Intelligent Document processing (IDP) offers a breakthrough in document data capture for accounts payable, accounts receivable and treasury operations. IDP solutions like GiaDocs can process up to 90% of the documents in global finance and treasury, freeing up resources from mundane tasks to focus more on problem-solving and strategic tasks. Here, we outline four reasons to investigate the leading IDP systems that find and extract data from unstructured and semi-structured documents for your enterprise.
Finance departments have been trying to automate for decades, with varying low levels of success. Of course, to automate accounts payable, accounts receivable, or treasury processes, a company must digitize the process-requisite data. And that has continued to require much time and manual effort, even with advances like OCR.
Now, intelligent document processing (IDP) offers a breakthrough in data capture of the data in documents for accounts payable, accounts receivable and treasury operations. The application of artificial intelligence, machine learning, natural language processing, and deep learning capabilities by leading IDP providers can achieve data capture data not only in structured but unstructured and semi-unstructured documents and feed them into an organization’s system.

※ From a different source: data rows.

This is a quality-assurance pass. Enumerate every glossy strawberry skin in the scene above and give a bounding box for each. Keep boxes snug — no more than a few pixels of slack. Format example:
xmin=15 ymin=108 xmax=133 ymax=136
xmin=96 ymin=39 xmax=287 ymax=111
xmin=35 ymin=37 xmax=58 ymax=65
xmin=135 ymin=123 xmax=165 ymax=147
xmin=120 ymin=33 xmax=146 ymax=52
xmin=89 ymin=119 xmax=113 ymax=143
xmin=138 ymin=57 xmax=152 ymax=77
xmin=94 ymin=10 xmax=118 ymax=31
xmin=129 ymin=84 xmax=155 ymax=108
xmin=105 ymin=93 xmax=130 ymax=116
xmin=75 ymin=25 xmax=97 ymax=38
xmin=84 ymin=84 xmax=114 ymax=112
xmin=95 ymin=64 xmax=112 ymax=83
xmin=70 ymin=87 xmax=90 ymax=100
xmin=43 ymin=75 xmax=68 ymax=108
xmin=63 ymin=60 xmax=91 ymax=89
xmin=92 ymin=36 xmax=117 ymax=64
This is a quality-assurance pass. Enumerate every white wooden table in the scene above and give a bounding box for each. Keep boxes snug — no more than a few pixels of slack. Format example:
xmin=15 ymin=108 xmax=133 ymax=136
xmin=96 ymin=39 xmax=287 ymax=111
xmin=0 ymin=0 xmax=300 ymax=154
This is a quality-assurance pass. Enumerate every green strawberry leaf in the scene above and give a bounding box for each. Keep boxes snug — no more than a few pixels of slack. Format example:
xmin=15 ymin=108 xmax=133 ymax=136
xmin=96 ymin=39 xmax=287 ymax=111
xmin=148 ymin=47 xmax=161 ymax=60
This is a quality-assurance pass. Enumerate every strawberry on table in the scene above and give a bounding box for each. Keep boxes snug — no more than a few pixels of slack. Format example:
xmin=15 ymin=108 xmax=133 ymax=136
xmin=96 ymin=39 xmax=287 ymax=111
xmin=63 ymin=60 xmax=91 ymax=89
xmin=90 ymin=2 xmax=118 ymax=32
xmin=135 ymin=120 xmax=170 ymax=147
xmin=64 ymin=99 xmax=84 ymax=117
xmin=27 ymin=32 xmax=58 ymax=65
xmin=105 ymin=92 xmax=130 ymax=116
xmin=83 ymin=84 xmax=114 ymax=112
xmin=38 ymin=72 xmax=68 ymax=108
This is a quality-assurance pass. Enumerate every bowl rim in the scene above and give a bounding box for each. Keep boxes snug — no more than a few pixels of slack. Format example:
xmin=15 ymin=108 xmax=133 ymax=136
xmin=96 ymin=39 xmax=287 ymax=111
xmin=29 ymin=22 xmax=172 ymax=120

There are caveats. Digital transformation presupposes the digitalization of data, and the market is flooded with companies offering IDP solutions. As noted by
researchers at Gartner, not all IDP solutions are alike. For example, some cannot successfully extract data from unstructured documents, which according to a commonly accepted estimate, is where 80% of enterprise data resides. However, top IDP systems that properly deploy artificial intelligence technologies can capture unstructured data.
The financial operations of accounts payable, accounts receivable, and treasury have data locked up in unstructured documents like email, pdfs, and memos and semi-structured documents like invoices and purchase orders. As promised, here are four reasons to investigate the leading IDP systems that find and extract data from unstructured and semi-structured documents for your enterprise.
Time Savings
Manual data capture requires time, on average 10 minutes per document. (It also requires concentration while repeating the same actions again and again.) However, IDP, also known as cognitive data capture, is fast. Compared to proficient data entry personnel, it is exponentially faster. IDP can read and extract data from hundreds of documents in minutes. There’s simply no comparison with human data entry.
Cost
Data-capture costs include the direct cost of employees plus the costs of errors and delays. It will vary by enterprise, but as an example, assume an accounts payable employee’s total cost is $30 per hour. The AP employee can manage six documents per hour if the average document takes ten minutes start-to-finish. That’s a cost of $5 per document review and data capture. Multiply that by the number the staffer must process. Though “your mileage may vary,” all organizations face a considerable cost.
In contrast, IDP can process hundreds of documents in minutes. Further, it operates 24/7/365. With initial instruction followed by automatic machine learning, and given its speed, a sound IDP system significantly reduces the high cost of manual data extraction and input. It also improves data accuracy, saving further costs of error correction, which can be ten times the cost of prevention1.
IDP Handles Up to 90% of Processing
Top IDP solutions can provide straight-through data capture for up to 90 percent of the documents in accounts payable, accounts receivable and treasury processes. That represents a massive reduction in manual effort. As a result, humans can refocus on more captivating and valuable work. And refocusing away from mundane, repetitive but here-to-fore necessary tasks to problem-solving and strategic work improves employee morale.
Discrete Data Digitalization
The fourth reason to investigate IDP for accounts payable, accounts receivable and treasury operations is that digitalization of data is necessary for digital transformation and essential even for existing discrete automation processes. Of course, data capture is vital to any IT automation. But it is also the first step in hyperautomation of whole processes such as procure to pay, order to cash, or record to report that is now possible thanks to AI, analytics, RPA and other technologies.
The Logic of Investigating IDP
Whether an enterprise is planning digital transformation, hyperautomation of specific financial processes, or just a step forward in its automation, there are good reasons to explore IDP. Data capture is the first step in digital transformation at any level, and the cost savings, speed, workload relief, and broad applicability of IDP provide compelling reasons for implementation.
As noted above, not all IDP solutions are created equal. Emagia’s cognitive data capture system GiaDocs is a cloud solution for modern global finance and treasury teams to automate document data extraction and data entry into their financial systems. GiaDocs AI has human-like cognitive skills to read, learn, understand, and extract data from finance documents related to accounts receivable, accounts payable, and treasury services. GiaDocs can read documents in various formats, in multiple languages, date and currency forms, with complex table and spreadsheet data embedded in them.